また、1946年内閣法制局で準備していたが、GHQに反対されて撤回した、当時の「元号法案」の意味について、所氏は、国立国会図書館憲政資料室に所蔵されていた、当時の法制局次長佐藤達夫氏関係文書から、タイプ刷りの「元号法想定問答」を紹介しています。(同書 p209 注44

その中で佐藤氏は今回の法廷で国側が述べた「元号は年の表示方法の一つとしての暦年の称号」などではなく、「元号は天皇の御一代との関係に重点を置くもの」であると明確に言い切っています。

元号法 想定問答 (下線は引用者による)

問 日本特有の元号を定めたとする理由如何。

答 日本は天皇を国民統合の象徴と仰ぐ君主国である。従って、天皇の御在位を時の記号にあらはして、一つの基準に供することは、国民とのつながりにおいて適切なことゝ考へる。此の点、(帝国)憲法が改正させられても変更する必要はないものと思ふ。

問 一世一元の原則を維持した理由如何。

 一部には敗戦の結果元号も改めるのが適当との意見もあるが、敗戦と元号とは何等直接の関係はない。又、元号は天皇の御一代との関係に重点を置くものであるから、今回改めることも適当でないと思ふ。このことは、どの御一代についても言へることであるから、一世一元の制を採った。

問 元号のことを皇室典範に規定しなかった理由如何。

答 元号は天皇即位の時定めるのではあるが、純粋な国務事項であって、専ら皇室関係のことを規定する皇室典範の規定とすることは、性質上適当ではない。従って、別個の単行法とした。

問 西暦は使用しないのか。

答 西暦の使用は、禁止もしないし強制もしない。使用者の自由である。

 元号の歴史に詳しい所氏の研究成果が、元号とは何かを原告が問うていたこの法廷で開陳されなかったことは、本当に残念なことです。 

 

 2.国民は,元号の使用について強制されるものではなく,元号,西暦を自由に使い分けることができる、と言う言い方の誤りについて

これには、2つの問題点があります。

一つは国民が行政に何か申請するときに、西暦使用ができない仕組みが作られ実際に運用されている「事実」があること、もう一つは、国民に対して発行する公文書が元号表記のみなのであれば、それは国民が自由に使い分けられている、とは言えない、という2点です。

元号のみでの申請は強制されている

紙の申請書類である場合、そこに元号が書かれていても、それを抹線で消して西暦で記入することは可能ですし、窓口の方もそれは受けつけるでしょう。窓口の方が、面倒がってトラブルになっても、「本件政令の制定によって元号が令和に改められても,国民は,元号の使用について強制されるものではなく,元号,西暦を自由に使い分けることができるものであり,」という国の主張をかざせば、西暦で書いた申請も受け付けざるを得ないでしょう。
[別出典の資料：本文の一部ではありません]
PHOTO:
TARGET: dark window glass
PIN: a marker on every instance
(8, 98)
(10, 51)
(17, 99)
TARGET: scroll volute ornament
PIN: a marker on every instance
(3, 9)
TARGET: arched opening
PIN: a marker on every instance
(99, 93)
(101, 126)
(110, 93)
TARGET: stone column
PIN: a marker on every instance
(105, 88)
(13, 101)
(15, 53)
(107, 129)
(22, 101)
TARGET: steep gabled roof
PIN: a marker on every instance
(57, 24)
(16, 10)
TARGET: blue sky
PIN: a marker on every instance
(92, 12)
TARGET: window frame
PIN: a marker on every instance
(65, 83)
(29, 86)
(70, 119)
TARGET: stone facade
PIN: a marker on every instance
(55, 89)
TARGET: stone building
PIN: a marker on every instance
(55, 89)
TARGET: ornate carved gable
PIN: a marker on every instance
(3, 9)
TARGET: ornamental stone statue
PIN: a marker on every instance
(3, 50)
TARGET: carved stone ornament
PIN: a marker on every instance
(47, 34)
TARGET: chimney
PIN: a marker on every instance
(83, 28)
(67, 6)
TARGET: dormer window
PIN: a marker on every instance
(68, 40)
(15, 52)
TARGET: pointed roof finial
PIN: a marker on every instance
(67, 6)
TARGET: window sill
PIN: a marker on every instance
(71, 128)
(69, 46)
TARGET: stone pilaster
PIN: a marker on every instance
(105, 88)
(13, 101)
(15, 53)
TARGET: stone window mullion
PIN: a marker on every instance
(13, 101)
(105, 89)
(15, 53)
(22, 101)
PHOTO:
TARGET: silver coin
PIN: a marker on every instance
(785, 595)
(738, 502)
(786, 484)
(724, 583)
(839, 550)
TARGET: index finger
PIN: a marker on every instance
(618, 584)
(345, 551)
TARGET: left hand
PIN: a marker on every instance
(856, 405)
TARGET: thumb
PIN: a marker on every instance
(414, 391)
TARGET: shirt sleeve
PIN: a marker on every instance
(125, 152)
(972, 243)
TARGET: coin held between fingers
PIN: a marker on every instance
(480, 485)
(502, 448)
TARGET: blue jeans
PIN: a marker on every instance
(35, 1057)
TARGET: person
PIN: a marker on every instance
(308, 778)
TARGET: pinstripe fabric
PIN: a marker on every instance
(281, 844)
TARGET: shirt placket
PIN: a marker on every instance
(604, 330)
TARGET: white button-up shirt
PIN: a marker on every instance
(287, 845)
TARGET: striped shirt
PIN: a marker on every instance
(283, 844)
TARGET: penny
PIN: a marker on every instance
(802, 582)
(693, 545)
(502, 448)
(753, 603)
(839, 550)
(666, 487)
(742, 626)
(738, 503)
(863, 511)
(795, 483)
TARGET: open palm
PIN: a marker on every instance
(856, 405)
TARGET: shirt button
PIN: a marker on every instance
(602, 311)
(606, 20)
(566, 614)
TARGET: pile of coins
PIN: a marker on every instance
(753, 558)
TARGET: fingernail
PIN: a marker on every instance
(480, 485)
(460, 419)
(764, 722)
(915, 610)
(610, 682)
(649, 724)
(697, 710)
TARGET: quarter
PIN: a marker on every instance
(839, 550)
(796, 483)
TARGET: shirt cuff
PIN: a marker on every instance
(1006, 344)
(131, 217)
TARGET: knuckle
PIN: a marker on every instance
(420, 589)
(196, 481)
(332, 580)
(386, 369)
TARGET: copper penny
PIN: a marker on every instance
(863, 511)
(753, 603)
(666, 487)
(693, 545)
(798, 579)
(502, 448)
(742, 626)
またそのような状況を指して、国は、国民は強制ではなく、自由に使い分けられているのだ、と主張しているわけです。

しかし、紙ではなく、電子的な申請をすることが定められ、なおかつ、そのデータ作成において、元号のみを使用するように設定されているとすれば、どうでしょうか。

具体的には、例えば明治は(1)、大正は(2)、昭和は(3)、平成は(4)、令和は(5)というように、元号別に先頭に異なる番号を割り振り、その後にその元号で数えて何年という数字を入力するように指定されている場合、これでは、西暦で入力しようがありません。そのような例が年金、保険、医療関係の申請にみられます。これは、明確に元号のみでの申請を強制されている、という事実に他なりません。もし、使い分け可能だと言いたいのなら、西暦は(0)、というような選択肢を必ず設けなければ、整合しません。

要するに、この法廷での国側の主張には「虚偽」があったと判断せざるを得ません。

 

電子申告で元号が強制されている事例 (クリックでリンク先へ)

「年金事務は電子媒体作成時の指定という形で元号を強制している」

 確定申告の申告フォーム

そして、そのように「年」について特殊な入力を強いたとしても、処理システムの中では、リセットされる元号では計算処理ができませんから、一旦、西暦(もしくはリセットされない紀元数字)に変換し、住民に書類を発行するときには再度、(将来不確定なリセットが組み込まれているために原理的には未来の年を表示できない)元号にわざわざ変換する、という無意味なことを行っている、と考えられます。

参考 20185月 新聞報道 (クリックでリンク先へ)

 政府は省庁データを西暦に統一する方向だが、西暦で統一後も、書類上は元号表記を残す考え

 

図は、読売新聞2018521日より

 

② 我々が受け取ったり読んだりする公文書が元号表記のみでは、元号と西暦を「国民が自由に使い分け」ている、とは言えず、元号からの換算という余計な手間をかならず、強制されていることになります。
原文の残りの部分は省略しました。